18 Mayıs Uluslararası Yas Mitingi’nde söz alan Cumhurbaşkanı Başdanışmanı Sayın Yalçın Topçu, Kırım Tatar Türkleri’ne uygulanan vahşi sürgünü her yıl 18 Mayıs’ta matemle andıklarını belirterek, Stalin’in yaptığı bu zulmü asla unutmayacak ve unutturmayacaklarını belirtti.
Topçu, Kırım Tatar Türkleri ata topraklarından Sovyetlere ihanet ettikleri gerekçesiyle sürgün edildiklerini fakat gerçeğin öyle olmadığını, hatta o tarihte 50 bini aşkın Kırım Tatar Türkü’nün Sovyet ordusunda Hitler’e karşı cephede savaştıklarının altını çizdi.
Topçu, 18 Mayıs 1944’te kadın çocuk hasta ve yaşlılardan oluşan yaklaşık 500 bin masum sivil Kırım Tatar Türkü’nün tıpkı Ahıskalı Türkler’e yapıldığı gibi hayvan vagonlarına doldurularak sürgün edildiğini, bu vahşi sürgünde, Kırım Tatar Türkleri’nin çok büyük ve acı kayıplar verdiğini belirtti.
“Türk ve dünya tarihine kara bir leke olarak not edildi”

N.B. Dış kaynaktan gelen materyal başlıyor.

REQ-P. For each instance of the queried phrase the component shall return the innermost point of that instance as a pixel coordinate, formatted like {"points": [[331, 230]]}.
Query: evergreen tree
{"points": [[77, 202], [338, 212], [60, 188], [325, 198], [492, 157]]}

Topçu, sürgünün Türk ve dünya tarihine kara bir leke olarak not edilmiş insanlığa karşı işlenmiş suçlardan biri olduğunu belirterek, 76 yıl geçmesine rağmen işlenmiş olan bu insanlık suçunun acısı bugün de insanım diyen herkesin vicdanında kapanmaz bir yara olarak durmakta olduğunu belirtti.
“Allah var, Türkiye var”
Topçu, Türk milleti, Kırım Tatar Türk’ü kardeşlerinin hak ve hukukları için verdikleri mücadelede her daim yanlarında olacağını belirterek söyle devam etti: “sürgün sebebi ile şehid olan canlarımızı rahmetle anıyor, Türkiye devlet ve millet olarak Arakan’dan, Keşmir’e, Doğu Türkistan’dan, Karabağ’a, Kırım’dan, Yemene, Afrika’dan, Balkanlar’a Irak’da, Suriye'de, Libya'da, velhasıl mazlumların zülüm görüp sustuğu dünyada, bomba seslerinin arasından, ’Allah var, Türkiye var.’ diyen her dinden her milletten mazlumların yanında yer alıyor. Türkiye adaletin, barışın ve herkes için esenliğin hakim olduğu bir dünyanın her platformda devlet ve millet olarak mücadelesini veriyor.”